I did not find a formal definition for the PFD of a fraction anywhere, but it is quite logical that it is possible to find it for any fraction $x = A/B \in \mathbb Q$, and I think the following definition should work fine and make the choice of coefficients unique, assuming that A/B is in lowest terms:

$$x = \text{round}(x) + \sum_{\text{prime }p~\mid~B} ~ \sum_{k=1}^{v_p(B)} \frac{c(p,k)}{p^k}$$

where the integers $|c(p,k)|<p$ are chosen such that the partial sum with only $c(p,j)$, $j\ge k$ is as close as possible to $x = A/B$. ($v_p$ is of course the p-valuation.)

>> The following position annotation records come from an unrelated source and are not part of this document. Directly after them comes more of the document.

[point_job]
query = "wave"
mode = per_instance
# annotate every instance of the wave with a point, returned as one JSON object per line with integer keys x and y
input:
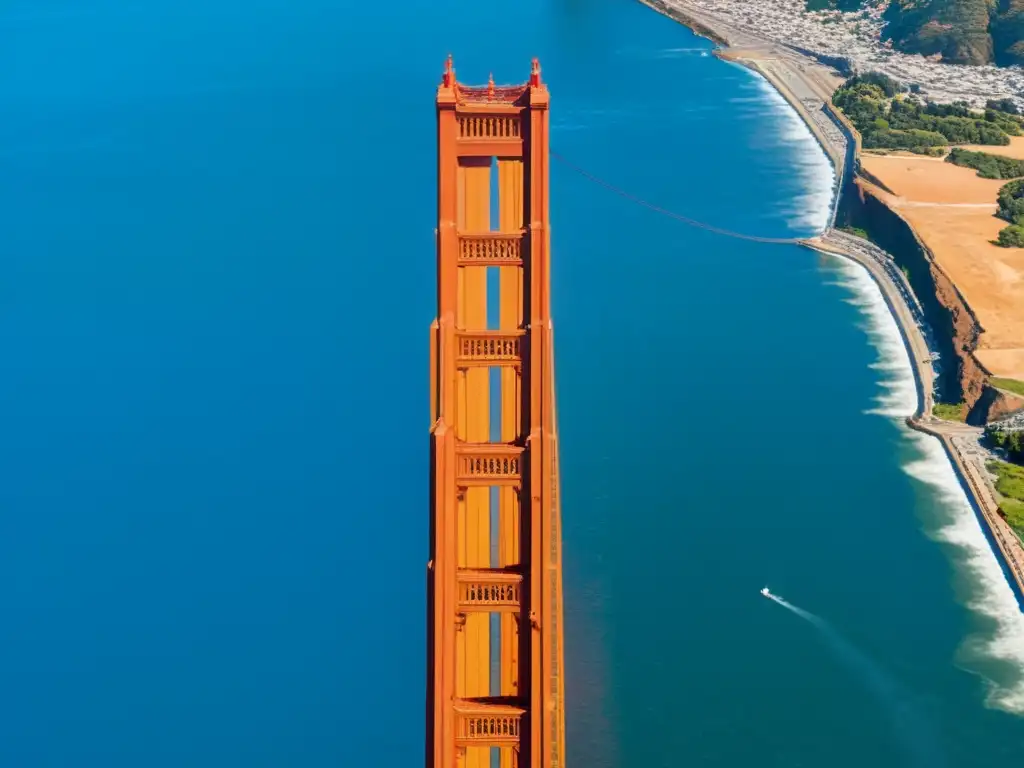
{"x": 994, "y": 650}
{"x": 810, "y": 208}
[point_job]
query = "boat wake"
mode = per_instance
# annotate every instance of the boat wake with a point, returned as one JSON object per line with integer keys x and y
{"x": 911, "y": 729}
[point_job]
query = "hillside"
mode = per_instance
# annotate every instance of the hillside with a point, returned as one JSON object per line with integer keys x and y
{"x": 971, "y": 32}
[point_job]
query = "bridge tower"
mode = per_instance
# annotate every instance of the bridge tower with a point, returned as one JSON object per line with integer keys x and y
{"x": 495, "y": 686}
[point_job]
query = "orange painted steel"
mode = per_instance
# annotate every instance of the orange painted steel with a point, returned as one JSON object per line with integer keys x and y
{"x": 494, "y": 687}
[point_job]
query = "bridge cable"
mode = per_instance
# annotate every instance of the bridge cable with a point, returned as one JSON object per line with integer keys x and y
{"x": 671, "y": 214}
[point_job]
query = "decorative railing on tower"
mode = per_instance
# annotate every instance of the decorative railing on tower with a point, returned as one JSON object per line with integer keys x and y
{"x": 495, "y": 572}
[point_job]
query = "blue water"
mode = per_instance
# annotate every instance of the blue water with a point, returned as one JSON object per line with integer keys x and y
{"x": 216, "y": 283}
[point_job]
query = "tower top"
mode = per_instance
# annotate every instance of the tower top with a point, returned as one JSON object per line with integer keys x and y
{"x": 459, "y": 93}
{"x": 535, "y": 72}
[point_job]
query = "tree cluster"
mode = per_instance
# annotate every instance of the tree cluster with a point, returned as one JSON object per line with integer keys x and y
{"x": 888, "y": 119}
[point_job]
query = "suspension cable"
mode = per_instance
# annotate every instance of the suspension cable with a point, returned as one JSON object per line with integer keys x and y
{"x": 670, "y": 214}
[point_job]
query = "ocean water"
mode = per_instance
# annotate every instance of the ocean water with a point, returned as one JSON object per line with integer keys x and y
{"x": 217, "y": 280}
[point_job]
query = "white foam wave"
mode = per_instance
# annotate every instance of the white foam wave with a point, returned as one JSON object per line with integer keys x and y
{"x": 988, "y": 592}
{"x": 811, "y": 208}
{"x": 898, "y": 395}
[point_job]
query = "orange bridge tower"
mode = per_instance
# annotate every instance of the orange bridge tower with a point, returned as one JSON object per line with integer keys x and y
{"x": 495, "y": 686}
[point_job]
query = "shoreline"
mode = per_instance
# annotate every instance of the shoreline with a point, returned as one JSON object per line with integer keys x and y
{"x": 807, "y": 85}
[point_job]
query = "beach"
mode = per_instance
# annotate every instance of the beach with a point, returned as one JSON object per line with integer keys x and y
{"x": 807, "y": 85}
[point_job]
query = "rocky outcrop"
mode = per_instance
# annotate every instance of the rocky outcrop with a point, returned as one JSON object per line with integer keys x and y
{"x": 994, "y": 404}
{"x": 954, "y": 328}
{"x": 966, "y": 330}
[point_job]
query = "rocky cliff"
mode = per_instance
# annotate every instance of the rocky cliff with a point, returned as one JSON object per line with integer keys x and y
{"x": 954, "y": 329}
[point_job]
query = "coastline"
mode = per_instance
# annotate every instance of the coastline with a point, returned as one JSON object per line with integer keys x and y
{"x": 807, "y": 86}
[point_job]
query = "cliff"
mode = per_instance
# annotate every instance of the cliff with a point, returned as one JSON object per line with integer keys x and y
{"x": 955, "y": 330}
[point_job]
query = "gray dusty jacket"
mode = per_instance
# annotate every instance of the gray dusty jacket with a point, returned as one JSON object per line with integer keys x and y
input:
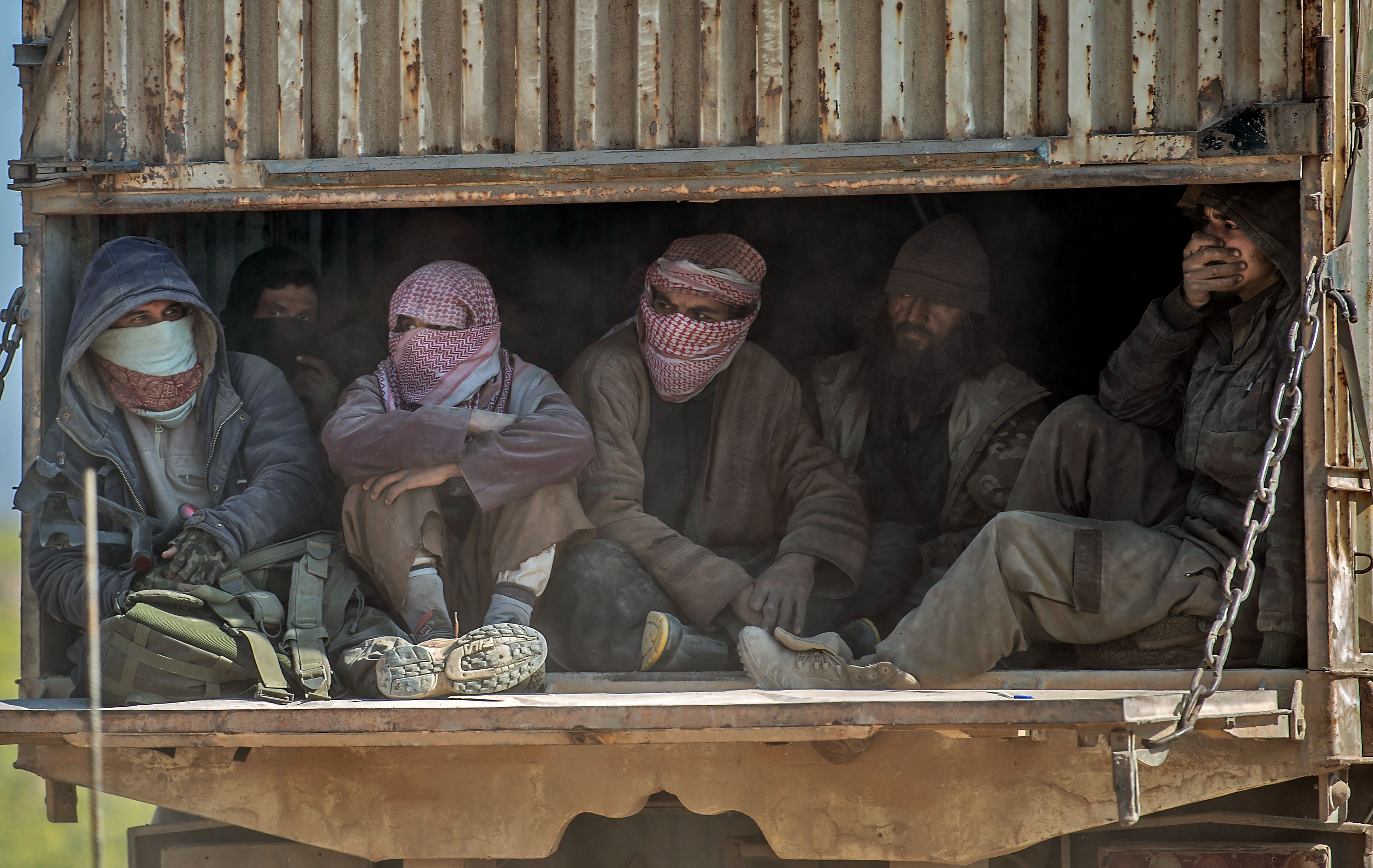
{"x": 549, "y": 444}
{"x": 1208, "y": 380}
{"x": 768, "y": 478}
{"x": 982, "y": 467}
{"x": 263, "y": 473}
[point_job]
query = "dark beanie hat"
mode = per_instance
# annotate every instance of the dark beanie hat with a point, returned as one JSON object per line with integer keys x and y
{"x": 947, "y": 264}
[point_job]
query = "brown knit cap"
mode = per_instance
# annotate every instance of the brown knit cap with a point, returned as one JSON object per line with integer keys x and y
{"x": 947, "y": 264}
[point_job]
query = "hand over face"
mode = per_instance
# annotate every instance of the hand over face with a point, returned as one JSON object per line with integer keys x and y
{"x": 782, "y": 592}
{"x": 1210, "y": 267}
{"x": 197, "y": 558}
{"x": 396, "y": 483}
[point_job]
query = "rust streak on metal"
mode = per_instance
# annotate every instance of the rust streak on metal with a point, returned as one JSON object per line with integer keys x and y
{"x": 235, "y": 83}
{"x": 174, "y": 93}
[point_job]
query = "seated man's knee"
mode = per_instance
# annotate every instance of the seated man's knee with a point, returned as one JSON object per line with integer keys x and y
{"x": 594, "y": 565}
{"x": 1076, "y": 414}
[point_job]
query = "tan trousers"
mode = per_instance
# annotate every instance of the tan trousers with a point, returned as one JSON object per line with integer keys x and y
{"x": 1089, "y": 555}
{"x": 385, "y": 540}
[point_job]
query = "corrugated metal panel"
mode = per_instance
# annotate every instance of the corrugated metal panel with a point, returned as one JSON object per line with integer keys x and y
{"x": 238, "y": 80}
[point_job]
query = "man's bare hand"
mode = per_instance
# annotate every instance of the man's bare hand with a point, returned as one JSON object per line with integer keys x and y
{"x": 741, "y": 607}
{"x": 782, "y": 592}
{"x": 1210, "y": 267}
{"x": 395, "y": 484}
{"x": 485, "y": 421}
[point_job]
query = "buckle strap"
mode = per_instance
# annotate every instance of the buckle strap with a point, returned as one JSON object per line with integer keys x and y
{"x": 305, "y": 634}
{"x": 274, "y": 687}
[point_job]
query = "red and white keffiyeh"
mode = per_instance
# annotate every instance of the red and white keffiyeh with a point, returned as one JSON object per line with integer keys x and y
{"x": 684, "y": 355}
{"x": 448, "y": 367}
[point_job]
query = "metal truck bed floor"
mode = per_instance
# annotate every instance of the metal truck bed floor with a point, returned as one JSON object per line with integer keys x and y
{"x": 577, "y": 719}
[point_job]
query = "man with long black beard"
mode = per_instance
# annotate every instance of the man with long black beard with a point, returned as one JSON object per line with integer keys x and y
{"x": 932, "y": 421}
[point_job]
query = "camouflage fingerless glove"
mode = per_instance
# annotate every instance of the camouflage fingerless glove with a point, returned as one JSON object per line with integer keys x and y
{"x": 200, "y": 561}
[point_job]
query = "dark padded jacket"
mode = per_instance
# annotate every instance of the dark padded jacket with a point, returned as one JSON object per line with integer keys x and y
{"x": 1208, "y": 378}
{"x": 264, "y": 478}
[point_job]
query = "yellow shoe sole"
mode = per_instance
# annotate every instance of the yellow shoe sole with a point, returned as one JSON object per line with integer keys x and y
{"x": 656, "y": 640}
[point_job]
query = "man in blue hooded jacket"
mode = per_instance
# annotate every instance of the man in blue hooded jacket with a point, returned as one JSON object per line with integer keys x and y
{"x": 167, "y": 417}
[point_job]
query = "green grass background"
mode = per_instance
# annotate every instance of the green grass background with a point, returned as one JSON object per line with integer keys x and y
{"x": 27, "y": 838}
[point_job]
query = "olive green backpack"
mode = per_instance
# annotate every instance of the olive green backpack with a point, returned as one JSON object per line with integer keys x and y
{"x": 264, "y": 631}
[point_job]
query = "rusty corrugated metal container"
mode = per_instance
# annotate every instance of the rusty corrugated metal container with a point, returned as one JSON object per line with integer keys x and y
{"x": 175, "y": 117}
{"x": 246, "y": 104}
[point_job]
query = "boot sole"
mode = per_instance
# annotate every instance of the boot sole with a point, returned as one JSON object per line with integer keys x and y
{"x": 489, "y": 660}
{"x": 657, "y": 632}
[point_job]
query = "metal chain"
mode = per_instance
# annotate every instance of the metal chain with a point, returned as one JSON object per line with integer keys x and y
{"x": 10, "y": 334}
{"x": 1287, "y": 411}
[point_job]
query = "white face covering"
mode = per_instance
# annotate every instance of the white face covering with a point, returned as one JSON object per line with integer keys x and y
{"x": 161, "y": 349}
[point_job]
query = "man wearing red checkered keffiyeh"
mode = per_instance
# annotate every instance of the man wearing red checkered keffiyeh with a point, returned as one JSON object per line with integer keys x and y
{"x": 716, "y": 503}
{"x": 686, "y": 341}
{"x": 461, "y": 461}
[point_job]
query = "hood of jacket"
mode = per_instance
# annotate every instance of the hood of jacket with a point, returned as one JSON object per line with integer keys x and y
{"x": 124, "y": 275}
{"x": 1268, "y": 213}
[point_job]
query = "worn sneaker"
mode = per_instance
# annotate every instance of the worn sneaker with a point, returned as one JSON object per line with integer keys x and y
{"x": 786, "y": 661}
{"x": 489, "y": 660}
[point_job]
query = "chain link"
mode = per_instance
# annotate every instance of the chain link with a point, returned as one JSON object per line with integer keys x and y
{"x": 10, "y": 334}
{"x": 1287, "y": 411}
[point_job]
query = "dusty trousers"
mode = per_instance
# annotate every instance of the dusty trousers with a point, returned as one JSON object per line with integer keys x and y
{"x": 1095, "y": 546}
{"x": 598, "y": 599}
{"x": 385, "y": 540}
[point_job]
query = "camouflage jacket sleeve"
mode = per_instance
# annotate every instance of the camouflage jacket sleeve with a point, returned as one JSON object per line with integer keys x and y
{"x": 988, "y": 487}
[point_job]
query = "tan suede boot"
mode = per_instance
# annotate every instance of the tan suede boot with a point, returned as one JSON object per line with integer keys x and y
{"x": 785, "y": 661}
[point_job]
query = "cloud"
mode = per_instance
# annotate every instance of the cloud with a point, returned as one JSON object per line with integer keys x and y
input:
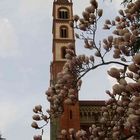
{"x": 8, "y": 112}
{"x": 8, "y": 39}
{"x": 32, "y": 7}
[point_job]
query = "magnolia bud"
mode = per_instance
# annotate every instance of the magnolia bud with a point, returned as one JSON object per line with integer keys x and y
{"x": 34, "y": 125}
{"x": 100, "y": 12}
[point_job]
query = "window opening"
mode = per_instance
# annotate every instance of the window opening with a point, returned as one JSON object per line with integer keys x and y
{"x": 63, "y": 14}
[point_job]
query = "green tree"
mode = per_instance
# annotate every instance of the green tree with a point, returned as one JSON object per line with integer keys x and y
{"x": 121, "y": 116}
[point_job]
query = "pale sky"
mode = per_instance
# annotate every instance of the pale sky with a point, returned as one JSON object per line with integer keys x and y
{"x": 25, "y": 56}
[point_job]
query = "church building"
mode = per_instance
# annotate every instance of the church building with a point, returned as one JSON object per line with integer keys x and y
{"x": 83, "y": 113}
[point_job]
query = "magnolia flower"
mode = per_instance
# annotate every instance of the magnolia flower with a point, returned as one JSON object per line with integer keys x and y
{"x": 114, "y": 72}
{"x": 136, "y": 59}
{"x": 100, "y": 12}
{"x": 76, "y": 18}
{"x": 34, "y": 125}
{"x": 36, "y": 117}
{"x": 38, "y": 108}
{"x": 39, "y": 137}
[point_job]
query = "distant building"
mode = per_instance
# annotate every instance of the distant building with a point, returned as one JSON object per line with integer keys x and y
{"x": 84, "y": 113}
{"x": 2, "y": 138}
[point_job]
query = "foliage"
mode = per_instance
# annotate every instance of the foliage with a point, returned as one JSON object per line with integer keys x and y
{"x": 121, "y": 116}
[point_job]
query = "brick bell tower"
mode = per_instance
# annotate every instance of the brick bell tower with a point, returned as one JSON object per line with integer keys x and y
{"x": 62, "y": 35}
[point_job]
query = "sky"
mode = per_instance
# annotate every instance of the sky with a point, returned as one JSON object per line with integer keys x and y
{"x": 25, "y": 56}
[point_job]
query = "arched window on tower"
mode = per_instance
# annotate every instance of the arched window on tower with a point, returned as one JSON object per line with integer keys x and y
{"x": 63, "y": 13}
{"x": 63, "y": 32}
{"x": 70, "y": 114}
{"x": 63, "y": 52}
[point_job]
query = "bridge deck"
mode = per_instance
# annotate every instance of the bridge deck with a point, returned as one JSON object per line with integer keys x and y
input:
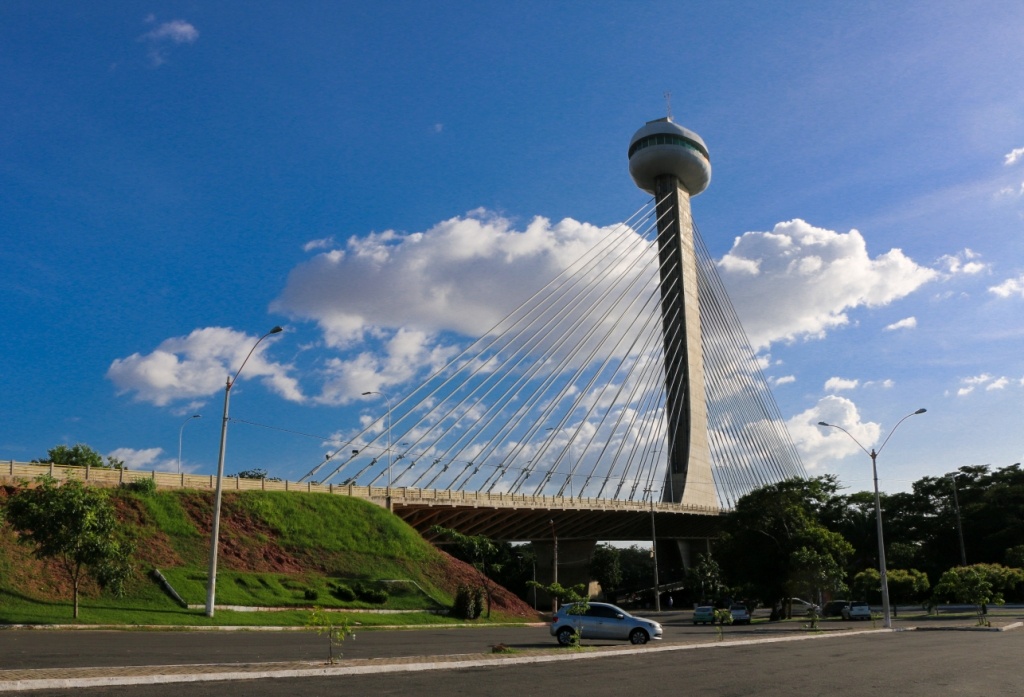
{"x": 500, "y": 516}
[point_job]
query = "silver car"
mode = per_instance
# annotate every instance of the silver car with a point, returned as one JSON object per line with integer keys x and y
{"x": 857, "y": 611}
{"x": 601, "y": 620}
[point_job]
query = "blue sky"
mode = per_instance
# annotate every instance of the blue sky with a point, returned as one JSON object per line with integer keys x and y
{"x": 177, "y": 178}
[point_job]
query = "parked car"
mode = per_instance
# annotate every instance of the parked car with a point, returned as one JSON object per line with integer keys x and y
{"x": 740, "y": 615}
{"x": 857, "y": 611}
{"x": 802, "y": 607}
{"x": 834, "y": 608}
{"x": 601, "y": 620}
{"x": 704, "y": 614}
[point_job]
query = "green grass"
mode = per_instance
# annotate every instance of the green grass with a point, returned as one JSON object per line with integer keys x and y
{"x": 279, "y": 590}
{"x": 341, "y": 542}
{"x": 132, "y": 612}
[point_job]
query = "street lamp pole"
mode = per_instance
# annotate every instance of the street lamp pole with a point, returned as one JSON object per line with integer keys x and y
{"x": 554, "y": 567}
{"x": 887, "y": 621}
{"x": 180, "y": 433}
{"x": 653, "y": 554}
{"x": 388, "y": 442}
{"x": 960, "y": 523}
{"x": 211, "y": 583}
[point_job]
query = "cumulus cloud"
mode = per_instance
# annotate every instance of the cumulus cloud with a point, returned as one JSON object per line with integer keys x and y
{"x": 146, "y": 459}
{"x": 186, "y": 367}
{"x": 164, "y": 36}
{"x": 800, "y": 280}
{"x": 459, "y": 277}
{"x": 968, "y": 384}
{"x": 966, "y": 262}
{"x": 818, "y": 444}
{"x": 1014, "y": 156}
{"x": 322, "y": 244}
{"x": 839, "y": 384}
{"x": 1010, "y": 288}
{"x": 905, "y": 323}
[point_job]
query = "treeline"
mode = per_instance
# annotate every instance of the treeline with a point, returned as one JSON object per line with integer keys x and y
{"x": 807, "y": 538}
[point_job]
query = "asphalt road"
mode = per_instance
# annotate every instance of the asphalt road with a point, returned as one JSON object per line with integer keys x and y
{"x": 897, "y": 664}
{"x": 83, "y": 648}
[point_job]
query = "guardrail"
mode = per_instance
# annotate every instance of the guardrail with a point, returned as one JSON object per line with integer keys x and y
{"x": 11, "y": 471}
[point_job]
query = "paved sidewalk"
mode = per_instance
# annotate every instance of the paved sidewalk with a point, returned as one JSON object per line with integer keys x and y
{"x": 70, "y": 678}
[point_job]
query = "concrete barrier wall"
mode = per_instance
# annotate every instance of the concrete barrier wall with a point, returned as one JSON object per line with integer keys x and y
{"x": 14, "y": 472}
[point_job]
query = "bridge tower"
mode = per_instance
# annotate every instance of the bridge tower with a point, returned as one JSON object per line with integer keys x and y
{"x": 672, "y": 163}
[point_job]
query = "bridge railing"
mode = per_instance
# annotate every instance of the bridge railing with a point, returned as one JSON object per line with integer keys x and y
{"x": 12, "y": 471}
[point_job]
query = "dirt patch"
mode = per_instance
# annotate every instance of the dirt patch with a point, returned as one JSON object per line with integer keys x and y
{"x": 246, "y": 542}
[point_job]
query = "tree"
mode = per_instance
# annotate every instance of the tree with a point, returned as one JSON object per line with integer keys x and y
{"x": 75, "y": 525}
{"x": 81, "y": 454}
{"x": 907, "y": 585}
{"x": 770, "y": 525}
{"x": 706, "y": 578}
{"x": 478, "y": 549}
{"x": 977, "y": 584}
{"x": 638, "y": 568}
{"x": 814, "y": 569}
{"x": 606, "y": 569}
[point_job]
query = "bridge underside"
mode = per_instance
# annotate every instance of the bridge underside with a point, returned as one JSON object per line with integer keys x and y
{"x": 536, "y": 524}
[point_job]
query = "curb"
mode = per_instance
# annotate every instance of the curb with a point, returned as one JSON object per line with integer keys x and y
{"x": 87, "y": 678}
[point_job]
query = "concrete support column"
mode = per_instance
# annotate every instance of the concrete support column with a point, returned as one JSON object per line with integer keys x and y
{"x": 689, "y": 479}
{"x": 573, "y": 565}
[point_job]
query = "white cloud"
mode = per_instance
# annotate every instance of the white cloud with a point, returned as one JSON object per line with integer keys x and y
{"x": 968, "y": 384}
{"x": 800, "y": 280}
{"x": 1014, "y": 156}
{"x": 1010, "y": 287}
{"x": 146, "y": 459}
{"x": 322, "y": 244}
{"x": 197, "y": 365}
{"x": 176, "y": 31}
{"x": 963, "y": 262}
{"x": 463, "y": 275}
{"x": 839, "y": 384}
{"x": 905, "y": 323}
{"x": 819, "y": 444}
{"x": 168, "y": 34}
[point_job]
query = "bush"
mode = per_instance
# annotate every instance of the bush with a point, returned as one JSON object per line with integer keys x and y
{"x": 343, "y": 593}
{"x": 143, "y": 486}
{"x": 371, "y": 595}
{"x": 468, "y": 602}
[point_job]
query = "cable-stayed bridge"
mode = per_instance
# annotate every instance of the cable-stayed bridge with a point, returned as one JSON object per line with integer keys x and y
{"x": 624, "y": 384}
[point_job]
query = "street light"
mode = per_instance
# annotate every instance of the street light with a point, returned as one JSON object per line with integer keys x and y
{"x": 960, "y": 524}
{"x": 653, "y": 553}
{"x": 554, "y": 566}
{"x": 211, "y": 587}
{"x": 180, "y": 433}
{"x": 888, "y": 622}
{"x": 388, "y": 441}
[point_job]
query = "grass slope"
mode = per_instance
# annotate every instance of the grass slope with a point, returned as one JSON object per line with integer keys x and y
{"x": 279, "y": 550}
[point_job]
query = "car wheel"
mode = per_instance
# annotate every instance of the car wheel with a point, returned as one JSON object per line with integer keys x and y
{"x": 638, "y": 637}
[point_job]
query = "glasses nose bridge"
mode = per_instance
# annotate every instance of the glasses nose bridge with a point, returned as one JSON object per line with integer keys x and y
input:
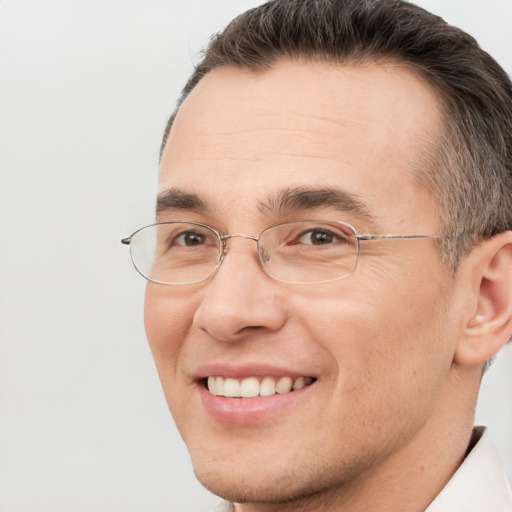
{"x": 225, "y": 238}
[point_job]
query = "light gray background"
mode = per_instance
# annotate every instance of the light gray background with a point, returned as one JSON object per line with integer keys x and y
{"x": 85, "y": 90}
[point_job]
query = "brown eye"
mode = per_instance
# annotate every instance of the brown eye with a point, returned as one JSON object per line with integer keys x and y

Indeed, you get these $c(p,k)$ by simply computing $x\cdot p^k \pmod p$ (proceeding by decreasing k, and incrementally subtracting the determined terms from the "remaining" x to decompose), but you can choose the representative in the open interval $(-p,p)$. The additional condition (...as close as possible...) makes it unique, except for $\pm1/2$ where we can choose as to get the "round" we want, floor or ceiling, when the fractional part is 0.5.

With this definition, I rather get 29/70 = 1/2 + 1/5 - 2/7 (which is certainly nicer than 1/2 - 4/5 + 5/7).